I don't sweat, I glow. I don't sweat, I glow. I radiate vitality.” The girl next to me was looking at me strangely.
Sorry, was I speaking aloud?” She nodded, although I could see she was thinking 'Weirdo!' She reduced her pace until she could jump off and stretch in the designated area far away from me.
Damn it! I'd done it again. Why couldn't I stop affirmations popping out of my mouth? That was the third person I'd scared off in a week, including a member of staff! But concentrating on a mantra helped me complete my interval training and blotted out the interfering background: a wall of flashing TVs and piped techno music.
Nearly there... Ten more minutes, then a three minute cool down. My programme said fifteen minutes on the cross-trainer next, but I was going to row instead. I didn't want to go on an imaginary hike with Nordic poles, but wanted to pretend I was in a boat on the River Thames. These thoughts came to a halt as I entered the 'zone'. Typical, just when I'm supposed to be slowing down! Now I have to continue to run with this rhythm, where nothing else matters but the pound of my feet on the fake tarmacked road beneath them. For a while, I pretended I was Forrest Gump, until like him I ended my run abruptly.
I did a quick calf stretch taking in what was going on around me. A couple of girls in crop tops and hot pants had walked in and were being chatted up by a male instructor. Others with full make-up and fake eyelashes on were loitering in the free weights to perv at guys who were flexing their pecs and grunting. I was au natural: hair ruthlessly scraped back, in a non-revealing top and tracksuit bottoms, surrounded by 'Heat' wannabes. People posing and waiting to be seen by the paparazzi. The paps that might jump out from behind a bike or resistance machine. A mugshot of me would be in the 'OMG, what does she look like?' category, and as if I had seen the cover of the magazine, I immediately felt deflated. My energy zapped by Lycra-clad gym bunnies.
I sipped my water and realised this wasn't my scene any longer. I came here to de-stress, not to compete with real-life-photo-shopped models. Even the-woman-next-door has to be flawless. Being here suddenly seemed sad and pathetic, like a hamster exercising in a cage with no natural light and recycled air. As I stretched my triceps I had a light bulb moment: I was set to wave goodbye to a big chunk of my life and I didn't care! I would get out of the heat: avoid the gym, the tittle-tattle of gossip magazines, and trashy day-time TV. I would exercise differently, where the price would not be my integrity.

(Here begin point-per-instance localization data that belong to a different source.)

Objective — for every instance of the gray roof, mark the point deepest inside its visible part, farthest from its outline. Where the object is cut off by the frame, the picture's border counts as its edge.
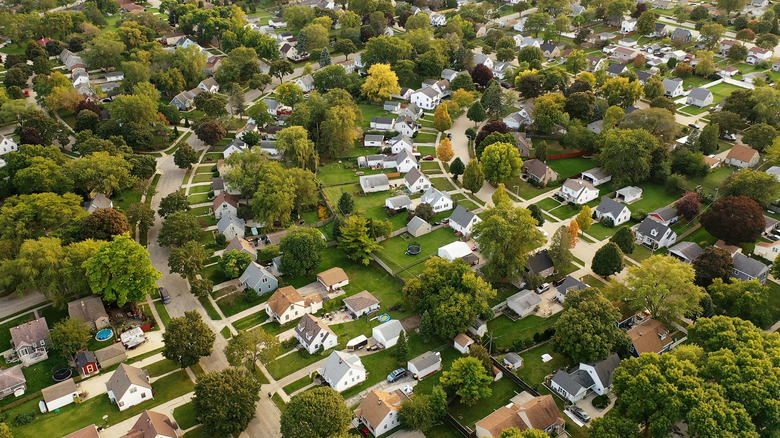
(426, 360)
(700, 93)
(687, 250)
(610, 206)
(750, 267)
(540, 261)
(415, 224)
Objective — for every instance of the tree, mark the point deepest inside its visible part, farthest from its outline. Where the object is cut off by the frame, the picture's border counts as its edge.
(501, 162)
(735, 219)
(225, 401)
(356, 241)
(248, 347)
(661, 284)
(187, 260)
(103, 224)
(185, 156)
(473, 176)
(506, 236)
(301, 251)
(318, 413)
(608, 260)
(469, 380)
(69, 336)
(381, 83)
(121, 271)
(176, 201)
(179, 228)
(586, 330)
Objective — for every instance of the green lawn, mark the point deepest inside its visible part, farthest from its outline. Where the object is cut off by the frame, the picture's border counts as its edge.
(73, 417)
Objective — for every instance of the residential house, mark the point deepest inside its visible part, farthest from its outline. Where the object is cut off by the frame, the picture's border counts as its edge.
(462, 220)
(655, 234)
(686, 251)
(59, 395)
(569, 283)
(425, 365)
(523, 303)
(628, 194)
(462, 343)
(30, 341)
(398, 203)
(242, 245)
(231, 227)
(12, 381)
(342, 371)
(111, 355)
(129, 386)
(418, 227)
(388, 333)
(578, 191)
(596, 176)
(700, 97)
(379, 411)
(592, 376)
(374, 183)
(90, 310)
(312, 333)
(259, 279)
(416, 181)
(651, 336)
(612, 210)
(360, 304)
(742, 156)
(153, 425)
(439, 201)
(541, 264)
(673, 87)
(757, 55)
(537, 413)
(747, 269)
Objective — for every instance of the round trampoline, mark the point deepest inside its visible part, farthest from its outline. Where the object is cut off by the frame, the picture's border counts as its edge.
(104, 334)
(62, 374)
(413, 249)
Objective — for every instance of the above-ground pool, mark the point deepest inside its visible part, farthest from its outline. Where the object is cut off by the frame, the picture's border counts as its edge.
(104, 334)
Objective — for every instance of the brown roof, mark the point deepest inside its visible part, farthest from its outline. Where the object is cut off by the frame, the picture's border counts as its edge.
(361, 301)
(332, 276)
(152, 425)
(377, 404)
(59, 390)
(742, 153)
(88, 432)
(646, 337)
(224, 197)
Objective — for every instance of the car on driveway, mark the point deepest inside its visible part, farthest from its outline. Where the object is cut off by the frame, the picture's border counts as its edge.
(396, 375)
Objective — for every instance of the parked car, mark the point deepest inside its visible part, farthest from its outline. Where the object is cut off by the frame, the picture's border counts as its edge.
(580, 413)
(396, 375)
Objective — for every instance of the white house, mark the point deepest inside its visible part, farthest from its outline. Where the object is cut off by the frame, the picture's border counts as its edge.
(361, 304)
(425, 364)
(312, 333)
(258, 278)
(578, 191)
(286, 305)
(439, 201)
(415, 181)
(379, 411)
(463, 220)
(609, 208)
(387, 334)
(129, 386)
(592, 376)
(59, 395)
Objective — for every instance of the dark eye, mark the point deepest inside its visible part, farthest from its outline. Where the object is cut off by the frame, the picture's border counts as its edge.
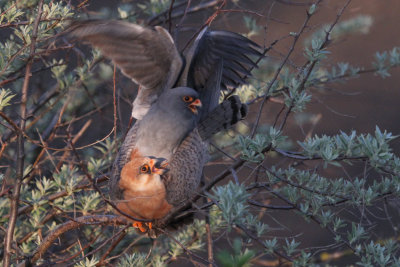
(187, 99)
(145, 169)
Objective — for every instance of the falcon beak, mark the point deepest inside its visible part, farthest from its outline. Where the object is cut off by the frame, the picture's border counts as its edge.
(158, 170)
(194, 105)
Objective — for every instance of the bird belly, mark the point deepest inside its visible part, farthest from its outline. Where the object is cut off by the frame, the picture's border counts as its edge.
(148, 204)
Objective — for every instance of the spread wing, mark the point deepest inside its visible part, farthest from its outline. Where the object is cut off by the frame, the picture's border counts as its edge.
(210, 47)
(222, 117)
(146, 55)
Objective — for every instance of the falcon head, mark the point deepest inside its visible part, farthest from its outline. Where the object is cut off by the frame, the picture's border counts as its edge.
(143, 173)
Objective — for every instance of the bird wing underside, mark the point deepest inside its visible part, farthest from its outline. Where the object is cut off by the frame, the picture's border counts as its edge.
(222, 117)
(147, 56)
(235, 51)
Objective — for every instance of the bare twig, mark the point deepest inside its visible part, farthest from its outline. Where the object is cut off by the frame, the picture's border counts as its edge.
(20, 146)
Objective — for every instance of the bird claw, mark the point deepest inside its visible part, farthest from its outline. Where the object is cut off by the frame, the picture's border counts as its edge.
(142, 229)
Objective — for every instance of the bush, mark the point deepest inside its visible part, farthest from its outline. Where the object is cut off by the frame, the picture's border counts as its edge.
(61, 109)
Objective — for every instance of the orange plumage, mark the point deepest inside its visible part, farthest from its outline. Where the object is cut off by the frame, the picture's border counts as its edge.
(143, 189)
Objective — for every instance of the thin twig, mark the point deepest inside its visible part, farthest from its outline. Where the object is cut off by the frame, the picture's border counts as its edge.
(20, 146)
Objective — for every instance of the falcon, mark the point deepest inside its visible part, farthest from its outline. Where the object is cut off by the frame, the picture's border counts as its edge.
(144, 191)
(176, 107)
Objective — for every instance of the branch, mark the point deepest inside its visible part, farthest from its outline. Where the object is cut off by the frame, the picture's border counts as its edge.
(67, 226)
(20, 147)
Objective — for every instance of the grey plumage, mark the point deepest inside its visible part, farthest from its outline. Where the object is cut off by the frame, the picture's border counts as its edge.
(225, 115)
(150, 58)
(168, 121)
(159, 133)
(166, 128)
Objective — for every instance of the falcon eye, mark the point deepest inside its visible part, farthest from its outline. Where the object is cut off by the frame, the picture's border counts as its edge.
(145, 169)
(187, 99)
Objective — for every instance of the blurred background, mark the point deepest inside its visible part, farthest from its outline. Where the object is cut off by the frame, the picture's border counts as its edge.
(359, 103)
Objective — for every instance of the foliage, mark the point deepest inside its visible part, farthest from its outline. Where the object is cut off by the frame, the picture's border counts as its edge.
(61, 168)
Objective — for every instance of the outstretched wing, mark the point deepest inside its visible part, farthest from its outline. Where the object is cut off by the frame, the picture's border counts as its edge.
(210, 47)
(146, 55)
(222, 117)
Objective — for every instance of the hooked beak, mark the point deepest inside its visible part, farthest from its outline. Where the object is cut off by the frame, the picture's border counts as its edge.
(194, 105)
(158, 170)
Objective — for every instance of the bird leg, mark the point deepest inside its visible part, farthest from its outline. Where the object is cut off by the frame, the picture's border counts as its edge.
(160, 169)
(142, 229)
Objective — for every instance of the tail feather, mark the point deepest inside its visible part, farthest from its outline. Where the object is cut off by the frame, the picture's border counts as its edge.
(225, 115)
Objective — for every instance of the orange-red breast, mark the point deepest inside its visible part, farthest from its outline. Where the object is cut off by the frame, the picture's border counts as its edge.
(144, 194)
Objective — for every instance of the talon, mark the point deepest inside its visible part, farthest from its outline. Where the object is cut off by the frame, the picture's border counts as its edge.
(137, 225)
(164, 164)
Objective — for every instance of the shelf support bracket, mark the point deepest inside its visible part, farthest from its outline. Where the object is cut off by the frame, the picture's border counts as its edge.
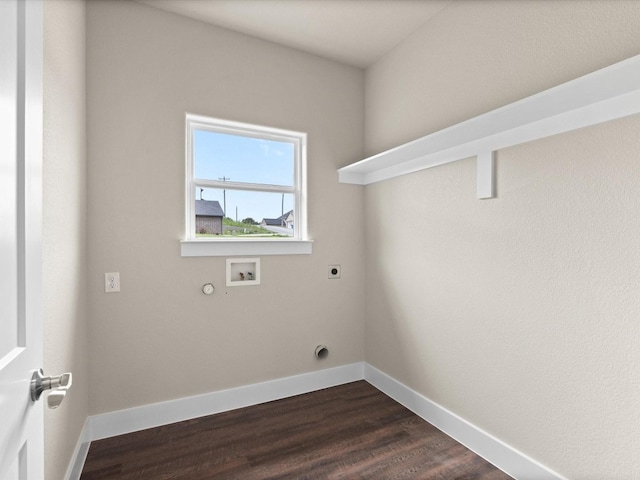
(486, 171)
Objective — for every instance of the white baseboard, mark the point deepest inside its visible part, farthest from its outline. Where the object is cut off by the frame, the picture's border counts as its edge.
(148, 416)
(80, 452)
(506, 458)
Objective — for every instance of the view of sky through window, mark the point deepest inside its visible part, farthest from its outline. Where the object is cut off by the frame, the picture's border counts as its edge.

A swimming pool of relief washed over me as with my red towel I wiped my brow and the equipment down. My obsession for this activity had burnt out suddenly; I was amazed by the speed in which it had died within me. The once ignited flame for burning calories on machinery had become a dead fire. And with that I grabbed my belongings, took one final look at the parading bunnies and the pumped-up blokes demonstrating their prowess in the mirror, and exited, letting the door swing closed on this teen-into-adult chapter.
Today's fixation with being seen as 'fit' is not healthier.